Pembroke Tables

The Dowse Chest. This is a chest of drawers named after a twentieth century auctioneer from Sheffield who commissioned a chest of drawers with special handles and a new design of drawer closing. Through the following centuries the chest was always referred to as the Dowse Chest, with auction house catalogues using its proper name. I wonder just how special that would be. My grandfather has a street named after him, but this would be a piece of furniture.

All fantasy (except Dowse Avenue) but it makes you wonder how excited Lady Pembroke must have been, or perhaps she took it all in her stride.

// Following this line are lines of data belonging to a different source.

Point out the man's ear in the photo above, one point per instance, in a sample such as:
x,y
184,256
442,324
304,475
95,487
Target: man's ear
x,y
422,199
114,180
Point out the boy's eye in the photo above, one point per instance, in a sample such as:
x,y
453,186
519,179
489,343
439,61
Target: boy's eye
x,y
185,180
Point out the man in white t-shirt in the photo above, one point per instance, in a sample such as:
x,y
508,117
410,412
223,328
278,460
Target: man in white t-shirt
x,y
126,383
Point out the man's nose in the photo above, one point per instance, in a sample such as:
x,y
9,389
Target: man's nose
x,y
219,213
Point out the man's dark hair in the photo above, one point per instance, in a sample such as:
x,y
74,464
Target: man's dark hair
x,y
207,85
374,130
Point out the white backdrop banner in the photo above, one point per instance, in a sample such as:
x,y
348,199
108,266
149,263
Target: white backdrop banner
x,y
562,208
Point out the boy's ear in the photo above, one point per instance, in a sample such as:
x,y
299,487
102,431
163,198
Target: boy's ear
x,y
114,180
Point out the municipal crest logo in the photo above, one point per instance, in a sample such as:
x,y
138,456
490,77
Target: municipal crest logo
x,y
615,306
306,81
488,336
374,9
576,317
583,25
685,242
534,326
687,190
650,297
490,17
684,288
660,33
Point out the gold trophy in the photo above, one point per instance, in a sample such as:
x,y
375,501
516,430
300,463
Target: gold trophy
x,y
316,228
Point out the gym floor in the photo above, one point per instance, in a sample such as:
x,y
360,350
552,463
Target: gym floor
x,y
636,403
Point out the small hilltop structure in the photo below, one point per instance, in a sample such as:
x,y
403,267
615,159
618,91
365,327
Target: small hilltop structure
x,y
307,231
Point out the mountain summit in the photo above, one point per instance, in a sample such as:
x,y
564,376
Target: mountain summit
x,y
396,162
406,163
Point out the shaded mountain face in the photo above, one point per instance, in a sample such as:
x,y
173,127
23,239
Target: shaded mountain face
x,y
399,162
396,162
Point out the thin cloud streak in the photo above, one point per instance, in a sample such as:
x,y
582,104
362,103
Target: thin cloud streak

The history books never tell us that do they.

The use of a proper name in the description of a piece of furniture usually derives from an original commission and in this case the Countess of Pembroke required a “type of breakfast table with small drop leaves” and that is what she ordered. Eating breakfast from her table must have done her a power of good, because born in 1737, she continued to eat breakfast until her death, in her nineties, in 1831.

The Pembroke table is exactly as the Countess described. The drop leaves are usually about half the size of the top and four legs support the top, which usually boasts a drawer and a dummy drawer. Later, in George III reign, some Pembroke tables had a centre pedestal instead of four legs.

The Pembroke table is a very useful and an often underrated item. It can be used as a decorative side table, displaying ornaments and photographs, or as a small dining table seating four in comfort. This table was made from the mid 18th century and continued through the Victorian and Edwardian periods.